If you bought a car in the last few years, it is possible that your data is available for sale on the black market.
Names, addresses, phone numbers and socials for both customers and employees for over a hundred car dealerships were exposed. For how long and to whom is unknown.
The system that got hacked is a centralized system by DealerBuilt. They provide management software for car dealerships around the country. The system manages sales, customer relations and employee payroll for these dealerships.
Mackeeper researchers discovered 128 dealerships backing their data up to the cloud without any encryption or security.
The database was found on the search engine Shodan that is often used for finding Internet of Things devices.
The server had port 873 open. Port 873 is often used for the rsync protocol. Rsync is used to synchronize databases, say, between a car dealership and a central server.
A few of the databases were shared with ZDNet and they verified the data was real.
The best guess as to the number of customer and employee records affected is in the millions, possibly around 5 million.
The car dealerships that ZDNet spoke with were somewhat dismayed, to be polite.
Apparently, the system has been secured now, but the company is keeping quiet about the breach.
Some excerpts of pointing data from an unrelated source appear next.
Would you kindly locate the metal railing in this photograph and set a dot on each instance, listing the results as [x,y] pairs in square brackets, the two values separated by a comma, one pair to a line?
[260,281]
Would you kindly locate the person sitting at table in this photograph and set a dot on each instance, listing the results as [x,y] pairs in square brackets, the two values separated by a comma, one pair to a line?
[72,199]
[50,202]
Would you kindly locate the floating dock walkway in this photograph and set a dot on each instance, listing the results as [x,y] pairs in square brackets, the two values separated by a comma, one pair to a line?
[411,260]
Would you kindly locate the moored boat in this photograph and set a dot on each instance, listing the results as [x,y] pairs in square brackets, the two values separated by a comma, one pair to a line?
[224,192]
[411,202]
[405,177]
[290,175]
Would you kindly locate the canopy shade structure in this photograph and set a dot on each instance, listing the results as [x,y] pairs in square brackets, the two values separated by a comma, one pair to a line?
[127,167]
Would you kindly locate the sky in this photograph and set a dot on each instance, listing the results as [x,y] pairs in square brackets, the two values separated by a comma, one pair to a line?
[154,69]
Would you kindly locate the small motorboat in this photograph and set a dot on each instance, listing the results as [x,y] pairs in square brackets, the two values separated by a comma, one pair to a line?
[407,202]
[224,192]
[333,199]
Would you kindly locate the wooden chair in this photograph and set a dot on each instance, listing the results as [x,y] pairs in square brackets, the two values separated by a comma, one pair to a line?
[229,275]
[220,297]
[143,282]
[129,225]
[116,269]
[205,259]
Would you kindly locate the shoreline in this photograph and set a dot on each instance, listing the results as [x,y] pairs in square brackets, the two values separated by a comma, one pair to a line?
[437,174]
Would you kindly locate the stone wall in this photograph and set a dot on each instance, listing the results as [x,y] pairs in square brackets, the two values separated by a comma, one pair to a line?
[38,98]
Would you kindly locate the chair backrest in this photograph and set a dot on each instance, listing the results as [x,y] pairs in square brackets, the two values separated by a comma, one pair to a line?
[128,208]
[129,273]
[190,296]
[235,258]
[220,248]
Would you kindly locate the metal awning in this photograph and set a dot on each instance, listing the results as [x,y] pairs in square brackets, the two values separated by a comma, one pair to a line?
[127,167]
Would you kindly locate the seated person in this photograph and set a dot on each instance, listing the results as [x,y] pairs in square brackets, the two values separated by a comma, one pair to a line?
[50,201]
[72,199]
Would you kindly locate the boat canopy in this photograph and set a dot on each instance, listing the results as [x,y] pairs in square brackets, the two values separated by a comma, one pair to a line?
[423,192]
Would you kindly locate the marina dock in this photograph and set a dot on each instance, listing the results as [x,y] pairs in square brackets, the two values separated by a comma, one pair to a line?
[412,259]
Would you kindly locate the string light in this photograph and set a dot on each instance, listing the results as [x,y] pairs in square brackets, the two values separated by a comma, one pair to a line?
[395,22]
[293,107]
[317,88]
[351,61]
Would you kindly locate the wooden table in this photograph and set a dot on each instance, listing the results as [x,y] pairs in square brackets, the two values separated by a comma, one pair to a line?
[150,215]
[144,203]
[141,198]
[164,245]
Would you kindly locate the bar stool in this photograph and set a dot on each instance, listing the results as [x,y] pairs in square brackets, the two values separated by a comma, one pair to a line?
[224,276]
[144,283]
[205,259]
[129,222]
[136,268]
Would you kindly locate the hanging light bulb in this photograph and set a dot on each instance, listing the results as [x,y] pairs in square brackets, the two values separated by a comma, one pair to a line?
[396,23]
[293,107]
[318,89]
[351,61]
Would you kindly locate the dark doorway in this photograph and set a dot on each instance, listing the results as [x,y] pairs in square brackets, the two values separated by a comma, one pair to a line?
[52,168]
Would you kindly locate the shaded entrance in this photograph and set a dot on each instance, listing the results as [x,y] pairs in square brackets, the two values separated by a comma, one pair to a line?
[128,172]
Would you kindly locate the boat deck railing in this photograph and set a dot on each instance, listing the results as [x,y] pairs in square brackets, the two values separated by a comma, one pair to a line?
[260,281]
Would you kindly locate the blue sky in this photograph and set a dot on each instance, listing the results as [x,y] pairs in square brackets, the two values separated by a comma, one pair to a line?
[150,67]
While I am not an attorney and don’t even play one on the Internet, it would seem like this breach is reportable and probably in a number of different states.
The bigger point here is that while cloud based solutions are cool, it is still up to the customer to make sure that the security of the cloud systems that they use is up to snuff.
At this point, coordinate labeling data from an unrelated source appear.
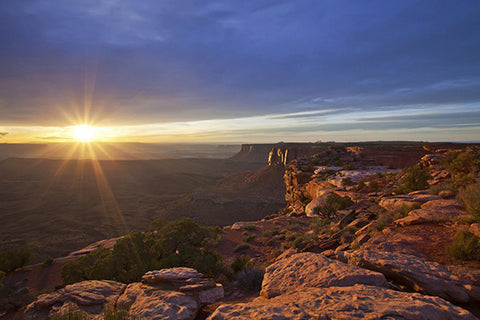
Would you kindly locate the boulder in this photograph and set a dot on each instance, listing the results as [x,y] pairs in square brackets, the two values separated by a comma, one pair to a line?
[169,275]
[432,211]
[86,296]
[416,274]
[176,293]
[354,302]
[396,203]
[148,302]
[314,270]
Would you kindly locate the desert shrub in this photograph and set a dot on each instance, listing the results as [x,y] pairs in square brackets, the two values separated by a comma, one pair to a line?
[241,248]
[333,203]
[465,246]
[179,243]
[271,233]
[439,187]
[470,196]
[348,234]
[249,238]
[117,313]
[318,224]
[71,314]
[48,262]
[250,227]
[383,220]
[414,178]
[241,263]
[347,181]
[15,258]
[250,279]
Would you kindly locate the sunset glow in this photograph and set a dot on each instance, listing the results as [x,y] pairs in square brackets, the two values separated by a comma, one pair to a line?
[84,133]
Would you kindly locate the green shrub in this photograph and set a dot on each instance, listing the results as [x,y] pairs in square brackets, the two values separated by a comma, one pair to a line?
[241,263]
[347,181]
[465,246]
[15,258]
[117,313]
[181,243]
[318,224]
[241,248]
[333,203]
[470,196]
[250,279]
[250,227]
[71,315]
[48,262]
[414,178]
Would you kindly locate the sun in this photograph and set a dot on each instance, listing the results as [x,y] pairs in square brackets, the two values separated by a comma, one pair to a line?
[84,133]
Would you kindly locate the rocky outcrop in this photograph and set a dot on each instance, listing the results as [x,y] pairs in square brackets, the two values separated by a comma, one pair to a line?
[314,270]
[354,302]
[416,274]
[176,293]
[86,296]
[438,210]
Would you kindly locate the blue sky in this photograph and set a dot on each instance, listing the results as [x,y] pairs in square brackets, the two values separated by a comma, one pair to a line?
[241,71]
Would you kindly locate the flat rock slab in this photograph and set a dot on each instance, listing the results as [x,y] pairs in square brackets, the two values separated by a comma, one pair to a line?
[172,274]
[416,273]
[148,302]
[354,302]
[88,296]
[435,212]
[308,269]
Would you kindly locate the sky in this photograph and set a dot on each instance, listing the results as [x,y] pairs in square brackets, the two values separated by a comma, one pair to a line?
[240,71]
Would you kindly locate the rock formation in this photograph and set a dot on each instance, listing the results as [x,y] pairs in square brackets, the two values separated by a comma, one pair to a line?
[176,293]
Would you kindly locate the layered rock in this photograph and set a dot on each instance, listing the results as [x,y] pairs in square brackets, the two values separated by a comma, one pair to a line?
[416,274]
[314,270]
[176,293]
[309,286]
[354,302]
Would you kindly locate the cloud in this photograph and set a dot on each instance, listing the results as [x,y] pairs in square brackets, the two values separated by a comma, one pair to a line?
[131,62]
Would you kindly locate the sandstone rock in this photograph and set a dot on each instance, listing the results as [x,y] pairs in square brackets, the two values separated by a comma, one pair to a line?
[172,274]
[314,270]
[211,295]
[432,211]
[355,302]
[147,302]
[396,203]
[176,293]
[444,203]
[86,296]
[417,274]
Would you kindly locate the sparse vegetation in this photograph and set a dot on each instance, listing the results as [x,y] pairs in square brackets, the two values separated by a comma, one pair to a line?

While it is possible that the contracts with DealerBuilt make DealerBuilt responsible for all data breaches, but I doubt that.
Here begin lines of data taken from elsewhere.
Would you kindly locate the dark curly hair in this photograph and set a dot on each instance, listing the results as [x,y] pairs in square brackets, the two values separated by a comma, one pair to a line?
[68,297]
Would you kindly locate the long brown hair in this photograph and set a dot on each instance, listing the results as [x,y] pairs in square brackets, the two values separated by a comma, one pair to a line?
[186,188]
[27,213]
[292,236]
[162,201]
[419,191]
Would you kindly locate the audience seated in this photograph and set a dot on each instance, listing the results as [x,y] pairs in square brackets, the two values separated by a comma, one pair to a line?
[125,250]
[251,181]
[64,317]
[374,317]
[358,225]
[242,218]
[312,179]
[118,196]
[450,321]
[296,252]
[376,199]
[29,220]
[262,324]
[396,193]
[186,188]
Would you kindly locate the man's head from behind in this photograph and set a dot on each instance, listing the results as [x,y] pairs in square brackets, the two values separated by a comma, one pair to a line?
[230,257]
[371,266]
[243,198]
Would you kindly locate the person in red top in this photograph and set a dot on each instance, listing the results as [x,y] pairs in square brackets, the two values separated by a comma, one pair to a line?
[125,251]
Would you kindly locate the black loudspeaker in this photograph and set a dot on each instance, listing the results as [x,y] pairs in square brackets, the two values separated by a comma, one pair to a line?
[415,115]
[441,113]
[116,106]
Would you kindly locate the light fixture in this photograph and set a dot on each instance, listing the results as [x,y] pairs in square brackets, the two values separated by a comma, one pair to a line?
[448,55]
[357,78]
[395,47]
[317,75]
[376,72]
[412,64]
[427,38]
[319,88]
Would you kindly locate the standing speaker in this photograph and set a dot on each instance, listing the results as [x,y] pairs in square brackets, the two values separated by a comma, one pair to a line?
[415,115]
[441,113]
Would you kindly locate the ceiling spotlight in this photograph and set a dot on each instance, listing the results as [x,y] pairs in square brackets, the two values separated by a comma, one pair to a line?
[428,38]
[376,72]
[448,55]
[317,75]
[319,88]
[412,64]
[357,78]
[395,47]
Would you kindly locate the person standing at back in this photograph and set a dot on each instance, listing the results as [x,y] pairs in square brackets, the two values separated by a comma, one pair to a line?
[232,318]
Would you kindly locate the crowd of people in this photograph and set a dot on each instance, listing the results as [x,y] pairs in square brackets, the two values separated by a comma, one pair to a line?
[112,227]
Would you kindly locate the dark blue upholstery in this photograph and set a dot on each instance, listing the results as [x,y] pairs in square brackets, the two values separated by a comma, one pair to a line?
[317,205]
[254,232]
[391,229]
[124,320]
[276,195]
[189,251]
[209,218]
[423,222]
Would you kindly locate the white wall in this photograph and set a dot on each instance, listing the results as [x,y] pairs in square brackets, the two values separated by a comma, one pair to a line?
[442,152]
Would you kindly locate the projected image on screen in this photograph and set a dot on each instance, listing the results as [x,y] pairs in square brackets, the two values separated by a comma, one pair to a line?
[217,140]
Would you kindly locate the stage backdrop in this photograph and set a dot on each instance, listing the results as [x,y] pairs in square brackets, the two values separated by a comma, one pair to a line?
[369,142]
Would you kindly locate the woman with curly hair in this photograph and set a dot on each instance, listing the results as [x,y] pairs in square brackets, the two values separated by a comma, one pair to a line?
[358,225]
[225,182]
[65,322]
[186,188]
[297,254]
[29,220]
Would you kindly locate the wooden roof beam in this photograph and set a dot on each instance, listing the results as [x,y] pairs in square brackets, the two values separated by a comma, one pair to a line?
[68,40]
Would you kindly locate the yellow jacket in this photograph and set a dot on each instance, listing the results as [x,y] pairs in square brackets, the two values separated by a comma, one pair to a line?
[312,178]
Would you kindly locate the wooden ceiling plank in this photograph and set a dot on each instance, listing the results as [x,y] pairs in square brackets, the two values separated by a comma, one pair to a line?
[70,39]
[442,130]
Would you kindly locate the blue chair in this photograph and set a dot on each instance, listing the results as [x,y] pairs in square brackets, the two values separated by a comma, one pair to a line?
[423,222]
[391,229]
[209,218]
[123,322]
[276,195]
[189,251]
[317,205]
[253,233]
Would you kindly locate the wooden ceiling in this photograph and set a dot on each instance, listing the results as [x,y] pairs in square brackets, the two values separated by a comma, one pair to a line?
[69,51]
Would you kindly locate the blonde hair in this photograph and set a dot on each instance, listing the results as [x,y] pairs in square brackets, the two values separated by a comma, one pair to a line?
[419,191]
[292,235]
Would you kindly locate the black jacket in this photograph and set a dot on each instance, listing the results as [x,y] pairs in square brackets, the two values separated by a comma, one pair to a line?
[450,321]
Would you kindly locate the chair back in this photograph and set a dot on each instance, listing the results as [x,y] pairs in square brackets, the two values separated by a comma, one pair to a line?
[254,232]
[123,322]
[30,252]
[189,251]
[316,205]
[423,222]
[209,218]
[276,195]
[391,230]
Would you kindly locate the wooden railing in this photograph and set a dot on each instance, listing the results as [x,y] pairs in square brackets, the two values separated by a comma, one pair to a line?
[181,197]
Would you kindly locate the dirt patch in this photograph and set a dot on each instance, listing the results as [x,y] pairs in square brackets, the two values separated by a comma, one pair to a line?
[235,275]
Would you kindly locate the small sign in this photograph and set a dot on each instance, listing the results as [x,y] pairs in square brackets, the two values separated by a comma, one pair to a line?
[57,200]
In fact, more than likely, it is the other way around – that DealerBuilt is not responsible for anything and the dealer is responsible for everything.
For an organization like a car dealership, an organization like DealerBuilt probably seems like a safe bet. They probably have hundreds if not thousands of customers, so a dealership figures it would be safe.
In the mean time the dealers are caught in the middle of a breach and DealerBuilt is letting them swing in the breeze by not saying anything or even admitting that there is a breach.
For all companies using line of business cloud based services, having a vendor risk assessment program to analyze the risks and make informed decisions might be a really good plan.
In the mean time, there may be 5 million customers and employees of over a hundred car dealerships that are victims of a data breach.
Information for this post came from ZDNET.